Nobel Prize Winner Says 'It's Completely Crazy' To Think Humans Will Relocate to the Planets He Discovered

On October 8, Michel Mayor and Didier Queloz were awarded the Nobel Prize in physics for their 1995 discovery of an exoplanet. In the 24 years since the find, much research has been done on exoplanets with a press release from the Royal Swedish Academy of Sciences claiming over 4,000 have been discovered since 1995. But Mayor doubts the likelihood that humans will ever live on an exoplanet. When asked by Agence France-Presse, Mayor called the idea "completely crazy."

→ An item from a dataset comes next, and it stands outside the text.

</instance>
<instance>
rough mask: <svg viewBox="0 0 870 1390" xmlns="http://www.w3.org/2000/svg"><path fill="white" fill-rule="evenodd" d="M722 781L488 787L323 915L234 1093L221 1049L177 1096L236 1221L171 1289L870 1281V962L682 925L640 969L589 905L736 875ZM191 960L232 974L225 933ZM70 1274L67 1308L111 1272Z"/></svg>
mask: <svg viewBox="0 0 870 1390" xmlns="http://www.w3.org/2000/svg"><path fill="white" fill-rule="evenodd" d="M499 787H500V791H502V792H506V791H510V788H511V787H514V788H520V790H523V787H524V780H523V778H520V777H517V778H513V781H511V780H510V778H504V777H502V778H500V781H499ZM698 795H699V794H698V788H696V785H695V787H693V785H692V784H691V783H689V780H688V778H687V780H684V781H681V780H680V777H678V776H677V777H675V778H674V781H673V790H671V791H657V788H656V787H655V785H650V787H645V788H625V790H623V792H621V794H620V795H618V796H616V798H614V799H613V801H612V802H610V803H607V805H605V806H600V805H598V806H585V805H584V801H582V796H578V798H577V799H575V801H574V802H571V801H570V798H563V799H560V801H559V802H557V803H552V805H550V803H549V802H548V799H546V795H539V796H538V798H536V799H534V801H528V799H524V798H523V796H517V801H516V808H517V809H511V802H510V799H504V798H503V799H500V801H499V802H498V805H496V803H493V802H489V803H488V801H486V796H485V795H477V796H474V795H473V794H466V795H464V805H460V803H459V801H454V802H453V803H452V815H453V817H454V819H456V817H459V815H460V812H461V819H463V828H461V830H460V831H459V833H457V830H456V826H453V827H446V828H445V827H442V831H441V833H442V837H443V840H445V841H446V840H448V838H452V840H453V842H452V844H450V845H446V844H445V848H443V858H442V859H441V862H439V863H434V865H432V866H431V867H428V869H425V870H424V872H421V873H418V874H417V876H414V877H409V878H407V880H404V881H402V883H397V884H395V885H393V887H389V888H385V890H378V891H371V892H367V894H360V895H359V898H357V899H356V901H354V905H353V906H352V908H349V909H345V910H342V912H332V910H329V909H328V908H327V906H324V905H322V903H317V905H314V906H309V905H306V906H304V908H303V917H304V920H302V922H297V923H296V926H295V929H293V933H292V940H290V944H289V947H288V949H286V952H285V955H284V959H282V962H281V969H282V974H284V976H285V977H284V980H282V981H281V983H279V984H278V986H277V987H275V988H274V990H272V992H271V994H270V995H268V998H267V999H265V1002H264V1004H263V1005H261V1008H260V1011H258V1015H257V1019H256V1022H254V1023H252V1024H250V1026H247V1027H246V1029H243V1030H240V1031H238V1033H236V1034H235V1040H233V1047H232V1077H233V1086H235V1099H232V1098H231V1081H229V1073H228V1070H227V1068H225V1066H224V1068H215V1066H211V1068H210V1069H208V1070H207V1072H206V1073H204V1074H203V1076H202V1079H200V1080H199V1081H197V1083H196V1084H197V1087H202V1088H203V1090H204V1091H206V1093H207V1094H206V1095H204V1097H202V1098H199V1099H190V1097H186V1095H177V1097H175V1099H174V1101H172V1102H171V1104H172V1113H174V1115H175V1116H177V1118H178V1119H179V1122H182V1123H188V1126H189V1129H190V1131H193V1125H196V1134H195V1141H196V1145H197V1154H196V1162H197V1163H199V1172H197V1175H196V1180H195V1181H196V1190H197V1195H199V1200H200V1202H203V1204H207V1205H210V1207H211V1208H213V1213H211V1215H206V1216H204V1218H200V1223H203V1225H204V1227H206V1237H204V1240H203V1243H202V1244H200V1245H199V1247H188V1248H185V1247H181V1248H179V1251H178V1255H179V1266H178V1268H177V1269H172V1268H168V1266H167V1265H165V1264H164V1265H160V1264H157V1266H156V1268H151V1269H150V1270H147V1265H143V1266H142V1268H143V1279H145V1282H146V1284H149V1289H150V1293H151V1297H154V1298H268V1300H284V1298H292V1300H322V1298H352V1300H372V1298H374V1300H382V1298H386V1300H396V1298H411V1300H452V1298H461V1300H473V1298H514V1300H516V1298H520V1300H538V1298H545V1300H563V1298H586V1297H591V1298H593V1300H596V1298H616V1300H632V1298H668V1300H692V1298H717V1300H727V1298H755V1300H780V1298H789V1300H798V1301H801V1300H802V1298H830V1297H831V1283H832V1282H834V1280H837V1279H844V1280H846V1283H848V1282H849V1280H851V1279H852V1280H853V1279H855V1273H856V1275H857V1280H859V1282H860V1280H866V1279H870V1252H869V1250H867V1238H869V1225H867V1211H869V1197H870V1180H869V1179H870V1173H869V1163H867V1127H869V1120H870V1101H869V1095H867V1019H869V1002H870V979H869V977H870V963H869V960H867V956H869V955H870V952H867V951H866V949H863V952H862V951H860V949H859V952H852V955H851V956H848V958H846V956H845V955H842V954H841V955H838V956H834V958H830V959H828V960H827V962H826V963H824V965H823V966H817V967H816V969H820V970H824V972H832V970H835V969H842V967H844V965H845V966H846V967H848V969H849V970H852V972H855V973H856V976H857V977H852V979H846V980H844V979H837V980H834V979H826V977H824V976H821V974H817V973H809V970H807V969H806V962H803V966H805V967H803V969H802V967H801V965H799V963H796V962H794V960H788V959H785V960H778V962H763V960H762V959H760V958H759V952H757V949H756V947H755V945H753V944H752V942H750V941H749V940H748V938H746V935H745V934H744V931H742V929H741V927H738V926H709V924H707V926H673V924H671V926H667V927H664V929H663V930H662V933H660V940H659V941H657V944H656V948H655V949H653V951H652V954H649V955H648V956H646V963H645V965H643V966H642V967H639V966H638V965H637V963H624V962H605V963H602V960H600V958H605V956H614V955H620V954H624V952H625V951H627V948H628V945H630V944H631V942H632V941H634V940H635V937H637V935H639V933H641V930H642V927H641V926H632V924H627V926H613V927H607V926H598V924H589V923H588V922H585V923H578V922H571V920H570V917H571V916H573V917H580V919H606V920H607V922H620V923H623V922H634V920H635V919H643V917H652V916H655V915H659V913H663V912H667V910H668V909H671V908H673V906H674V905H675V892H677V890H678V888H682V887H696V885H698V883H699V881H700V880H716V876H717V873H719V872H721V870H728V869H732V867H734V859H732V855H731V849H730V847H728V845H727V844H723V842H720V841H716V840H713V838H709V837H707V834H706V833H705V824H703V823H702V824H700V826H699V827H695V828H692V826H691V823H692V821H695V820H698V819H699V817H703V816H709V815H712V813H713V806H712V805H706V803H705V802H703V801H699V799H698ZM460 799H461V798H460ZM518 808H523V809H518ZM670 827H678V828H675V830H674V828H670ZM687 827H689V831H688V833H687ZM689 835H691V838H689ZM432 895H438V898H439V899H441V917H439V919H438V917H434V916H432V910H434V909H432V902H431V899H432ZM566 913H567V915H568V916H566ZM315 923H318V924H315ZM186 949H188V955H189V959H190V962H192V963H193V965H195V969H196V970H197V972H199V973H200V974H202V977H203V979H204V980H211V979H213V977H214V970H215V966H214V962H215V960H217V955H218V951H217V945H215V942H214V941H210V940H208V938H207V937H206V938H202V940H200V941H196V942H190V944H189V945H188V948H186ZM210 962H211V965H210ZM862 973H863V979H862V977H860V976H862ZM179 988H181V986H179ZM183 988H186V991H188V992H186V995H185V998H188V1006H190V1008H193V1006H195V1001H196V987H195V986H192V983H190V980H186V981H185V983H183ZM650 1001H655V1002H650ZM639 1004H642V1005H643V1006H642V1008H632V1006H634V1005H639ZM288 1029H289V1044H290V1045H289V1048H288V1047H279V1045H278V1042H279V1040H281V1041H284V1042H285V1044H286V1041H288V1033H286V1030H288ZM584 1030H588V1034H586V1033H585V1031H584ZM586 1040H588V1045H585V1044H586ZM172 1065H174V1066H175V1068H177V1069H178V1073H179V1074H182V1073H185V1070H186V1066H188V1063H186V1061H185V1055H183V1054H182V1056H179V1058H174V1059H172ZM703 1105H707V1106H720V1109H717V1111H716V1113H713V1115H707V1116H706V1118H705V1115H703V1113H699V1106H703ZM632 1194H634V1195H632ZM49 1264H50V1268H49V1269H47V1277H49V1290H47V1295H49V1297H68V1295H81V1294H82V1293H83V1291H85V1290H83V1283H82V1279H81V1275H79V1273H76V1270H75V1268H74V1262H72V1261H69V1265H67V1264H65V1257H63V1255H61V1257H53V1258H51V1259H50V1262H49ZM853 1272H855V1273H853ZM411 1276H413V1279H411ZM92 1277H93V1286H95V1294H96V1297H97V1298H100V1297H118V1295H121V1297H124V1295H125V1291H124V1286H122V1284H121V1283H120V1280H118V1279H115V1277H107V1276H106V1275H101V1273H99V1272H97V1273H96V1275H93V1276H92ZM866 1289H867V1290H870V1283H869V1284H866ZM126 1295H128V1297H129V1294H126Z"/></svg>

In his interview with AFP, Mayor shot down any notion of humans beginning to inhabit these planets, mainly due to the distance: "These planets are much, much too far away. Even in the very optimistic case of a livable planet that is not too far, say a few dozen light years, which is not a lot, it's in the neighborhood, the time to go there is considerable." He went onto say that he would like to "kill all the statements that say 'OK, we will go to a livable planet if one day life is not possible on Earth.'"

NASA research on exoplanets shows that most confirmed exoplanets are composed of gas or ice, but a few rocky planets may be able to support their own lifeforms.

Michel Mayor Physics Nobel
Michel Mayor, 77, was announced as a Nobel Prize Winner on October 8 for his work in discovering exoplanets. In an interview, he stated that humans will not migrate to planets outside of Earth's solar system. Javier Soriano/Getty

The 77-year-old physicist appeared optimistic about both long-term life on Earth and future discoveries of exoplanets. He stated, "We must take care of our planet, it is very beautiful and still absolutely livable." Not ruling out the possibility of life on planets outside of our solar systems, he stated, "The only way to [discover life on other planets] is to develop techniques that would allow us to detect life at a distance."

In a statement to Newsweek, Mayor's co-Nobel Prize winner, Didier Queloz concurred with his colleague. "He's right, we don't have the technology. Maybe in 1,000 years or 1 million years if we mature and we face our responsibilities as a species that currently modifies the Earth's surface and its atmosphere (terraforms) to the point that we put ourselves as well as the existence of all life on Earth in danger," the Swiss physicist wrote. "To imagine leaving the Earth to go elsewhere is irresponsible. It's time to stop dreaming and confront reality, and for our human society to carry our effort and act to ensure that a future exists and that maybe one day we will be able to journey among the stars."

In an interview with the Nobel Prize Organization, Mayor stated his belief that we are still at least a decade away from discovering life on exoplanets, but he did acknowledge that it has been a common curiosity among humans for the past two millennia: "Greek philosophers were discussing the plurality of worlds and the possibility to have some of them inhabited 2,000 years ago, so I believe we can wait 20 years more."